Two views of marriage
I wanted to share these two posts about marriage that were in response to the same post about "false advertising" I wrote about last week. They’re very different, but both lovely.
Becca at Not Quite Sure writes:
"But I see marriage as two people coming together as autonomous individuals to share their lives. Indeed, in my vision, it is that very autonomy that generates the pleasure and productivity of marriage… But our bodies? Our thoughts? Our work? Our friends? Our passions? Those are very much our own, if sometimes, happily, shared, and one of the cornerstones of our marriage is that we each try to enable the other’s life… Our marriage is in no way perfect–sometimes I wish it would just go away, or maybe I wish he would just go away–but one of the things I like best about it is that in it I can be fully myself, knowing that S is supporting and appreciating me for myself, whatever or however I am."
Dutch at Sweet Juniper writes:
"At some point you could almost stop drawing a line between us as individuals, and consider every step that we took and choice that we made as done together. In that way, we were married before we were married. We were one… I realize that kind of experience before marriage might put us in a minority, but I hope that most successful marriages go through that once the knot is tied. Individuality and individual interests sort of become secondary to what works as a unit. Passion doesn’t recede, but grows as you find completion in another person. All of that horrible pain of loneliness disappears. What happens on the surface means nothing compared to the inward attraction and bond. One partner can’t "let themselves go" because that partner is inextricably bound to the other…"

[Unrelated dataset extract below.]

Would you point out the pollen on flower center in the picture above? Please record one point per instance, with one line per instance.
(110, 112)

I guess Tolstoy was wrong.
My image of my marriage is closer to Becca’s, but Dutch’s comment about "growing up together" very much resonated with me, as T and I met when we were both 18. My image is of the trees that you sometimes see growing right next to each other — they’re separate, and have their own root trunks and root systems (sometimes they’re even different species), but they’ve each been shaped by the other, and in places their branches intertwine.
(Image borrowed from: http://www.ethicalfutures.co.uk/ethics.html Found via google images for "two trees intertwined", which also resulted in lots of ketubah pictures. Guess it’s not an original idea.
March 28th, 2006 at 9:33 am
Have you read “The Good Marriage : How and Why Love Lasts” by Judith S. Wallerstein and Sandra Blakeslee? It is a summary of a long term sociology experiment tracking successful marriages. Well written, and very helpful to me and my wife. Wallerstein is the one who wrote “the unexpected legacy of divorce”, tracking how divorce affects children later in life. My sister married a child of divorce and found it useful. In related books, I’ve also been meaning to read “Fighting for your Marriage”, but haven’t found the time.
March 28th, 2006 at 2:38 pm
The image is very Khalil Gibran. “Let their spaces in your togetherness and let the winds of heaven dance between you…And stand together, yet not too near together. For the pillars of the temple stand apart, And the oak tree and the cypress grow not in each other’s shadow.”
March 28th, 2006 at 2:46 pm
The Gibran quote isn’t quite what I had in mind — it implies more space than I was imagining. I do think I’m not the person who I would have been if I hadn’t spent the last 16 years (is that really possible?) with T.
March 28th, 2006 at 2:50 pm
The doubled tree symbol also turns up in Greek mythology, in the story of Baucis and Philemon. There’s a version of it here:
http://www.online-mythology.com/baucis_philemon/
March 28th, 2006 at 5:15 pm
No, not a new idea, but a powerful–and apparently universal–one. When we were married, a friend gave us an excerpt from a Chinese poem in calligraphy that evokes the dual role of a strong partnership as that which both enables and anchors. The English translation:
“In heaven may we be like birds
that wing to wing do fly;
on earth like aged trees,
whose sturdy branches intertwine.”
-quoted from Bai Juyi’s poem Song of Enduring Sorrow
Personally, I prefer to think of “heaven” and “earth” as referring to different, simultaneous aspects of our own temporal existence, but in any case, it’s a beautiful image.